Why are so many loyalty programs like the proverbial shag on a rock? They seem to sit isolated from the core brand offering. In many cases they actively work against what you are trying to achieve. Loyalty and reward offerings should be building brand equity not dragging it down.

In many cases it’s due to reward or loyalty programs merely being a competitive response – they’ve got one so we should too. A key distinction though is that others may have built a loyalty program rather than developed a loyalty strategy.

The loyalty offering isn’t grounded in the brand, or structured to reward and drive the right sort of behaviour. It could end up becoming a drag on the business to the point where you’re trying to work out how to reduce its cost rather than reward and influence customer behaviour.

Yes, you should keep an eye on what your competitors are up to in so far as it affects your brand and business. But having a loyalty program or not is a business decision based on the return it can deliver and how it fits in with your overall loyalty strategy. And like any such major initiative it needs to be properly designed, costed and delivered so as to build brand equity.

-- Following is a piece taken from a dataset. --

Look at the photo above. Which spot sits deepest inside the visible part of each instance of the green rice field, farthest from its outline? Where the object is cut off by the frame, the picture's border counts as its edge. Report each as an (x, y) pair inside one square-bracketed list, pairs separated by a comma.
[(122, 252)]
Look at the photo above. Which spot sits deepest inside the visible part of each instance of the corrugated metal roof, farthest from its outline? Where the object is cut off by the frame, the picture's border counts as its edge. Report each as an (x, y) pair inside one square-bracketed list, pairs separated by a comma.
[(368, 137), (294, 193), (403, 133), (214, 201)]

If you aren’t too sure if your loyalty program is aligned to your brand I suggest you ask yourself some simple questions:

  • How does is it look and feel? If you took the branding off your loyalty program would customers pick it as part of your offering… or at least ascribe similar brand values? Is the core of the program the core of your brand? Are you giving cheap key rings for a luxury car brand? Extreme adventure holidays for a credit card that targets over 50’s? (Yes, real examples!) While coalition programs (like FlyBuys and shopping centre cards) are a great way to deliver rewards in a cost effective way, they are very difficult for individual businesses to tailor to a specific brand experience.
  • What do customers have to do? Is there a base level of involvement that just says thanks? Uncomplicated, easy to understand and attractive to initially join. It makes sense to enable your customers to engage at a base level – and be seduced, and then rewarded, the more they buy from you. Charging customers a joining fee – even a small one like Just Jeans do – seems an unusual way to entice customers to engage.
  • What is the reward experience? Do you control the reward offering? Does it reinforce your core proposition and bring customers back to you? Is it achievable? If the reward currency is controlled by another – like frequent flyer points – you have no control over a large component of the experience. Frequent flyer programs like Qantas have great pull and can deliver real customer value (when played right) but you have traded that for control of the brand experience. Just remember your best customers are now being rewarded by someone else’s… no seats available equals damage to your business.

Finally if you are contemplating following your competition into this space there is one question you have to be very clear on:

What does your brand stand for, and what part can loyalty play in that?

If you can’t answer that in a clear and compelling way – don’t start – you will be wasting your money and just feeding another shag on a rock!